Façanhas do ti António Russo.



Como penso ser do conhecimento público, a Biblioteca de Instrução Popular, irá concluir a ‘Colectânea de Contos de José Loureiro Botas” com a edição do Volume II, e prefácio do nosso mais ilustre conterrâneo, Maestro Paulo Lameiro.

Deixo aqui um pequeno excerto de um conto (Façanhas do Ti António Russo) da última edição da BIP, da autoria de outro enorme escritor vieirense, António Vitorino.

Faço-o, porque primorosamente escrito, com elevadíssimo sentido de humor e totalmente atual.
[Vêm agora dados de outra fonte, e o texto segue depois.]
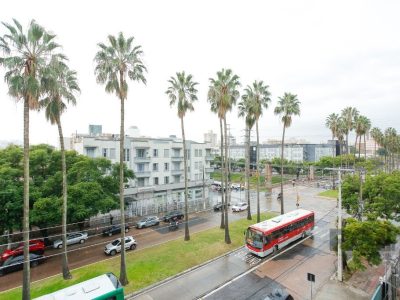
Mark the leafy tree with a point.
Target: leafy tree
(182, 92)
(288, 106)
(26, 55)
(365, 239)
(222, 94)
(114, 64)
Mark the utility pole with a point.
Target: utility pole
(340, 259)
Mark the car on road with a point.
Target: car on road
(176, 214)
(239, 206)
(114, 229)
(72, 238)
(218, 206)
(35, 246)
(16, 263)
(148, 221)
(115, 246)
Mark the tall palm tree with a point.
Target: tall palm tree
(288, 106)
(222, 94)
(60, 84)
(115, 63)
(245, 111)
(332, 122)
(258, 95)
(26, 55)
(182, 92)
(349, 114)
(377, 135)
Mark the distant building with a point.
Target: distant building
(158, 167)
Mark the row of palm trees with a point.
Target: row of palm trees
(37, 73)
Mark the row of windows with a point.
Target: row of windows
(285, 230)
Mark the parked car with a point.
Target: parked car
(16, 263)
(72, 238)
(35, 246)
(172, 215)
(115, 246)
(239, 206)
(218, 206)
(114, 230)
(148, 221)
“ … Mas melhor ainda era êle, quando se referia às virtudes dos outros; ou antes: aos defeitos! Era ouvi-lo falar do Luís Goiavado, pessoa pouco respeitadora de objectos alheios:

- Nunca se viu horta mais pequena do que a dêle e nunca houve quem mais couves levasse para casa! – E ria. Depois acrescentava: - É que as terras dos vizinhos produzem muito bem.

E por analogia ia dando maior largueza às apreciações. Não poupava ninguém, fosse alto ou baixo, que nisso sempre o ti António foi bastante atrevido:

- Assim são os da Câmbra, aquela rica gente da Marinha! A Praia é uma horta onde eles vão apanhar os nabos e as alfaces; mas a respeito de esterco e cavar a terra, já não é com eles – porque a horta não lhes pertence. Podem os pescadores trazer na rêde apenas um ou dois montes de sardinha, ou só dois carapaus, que eles não se dispensam de receber quinhão. Os pescadores! Ora! Gente sem importância!...: Mas, se bebem um copo de vinho ou compram uma broa, se mercam um barrete ou novêlo de fio: de tudo, tudo a Câmbra recebe qualquer coisa – porque a Praia está na área do concelho. Mas se lhe disserem que não há um poço, nem uma rua, nem um candeeiro, nem a quem pedir licença, pra fazer uma barraca: nada, enfim, que se diga “isto é terra de gente”, Sua Senhoria encolhe os ombros e responde que a horta não é dela – porque a Praia está ainda no terreno das Matas. Tal e qual o Luís Goivado. Se os vizinhos lhe disserem: “Eh Luís, anda cá a revolver o esterco!” êle responderia: “A horta não é minha!” Só é dêle para apanhar as couves. E a praia também só pertence ao concelho para pagar imposto. Por isso mesmo é que eu lhes vou caçando os coelhos – já que não lhes posso caçar os fígados.

Essas lérias – pois de lérias se tratava eram, por todos ouvidas com bastante agrado; porque pela bôca do ti António Russo falava muita gente. Ou talvez toda a que não era da Câmara nem era da Marinha. Eu suponho que é febras iguais às do ti António Russo que na guerra se fabricam os primeiros batalhadores. Êle lembrava certos homens que, sendo embora boas pessoas, são pela sua conduta, quási sempre maus cidadãos. O trabalho constante, ordeiro e pacífico, como que lhes repugna. Não sabem caminhar com o rebanho, nem aguentam o esforço que se faz, ao subir uma montanha, dando um passo de cada vez.”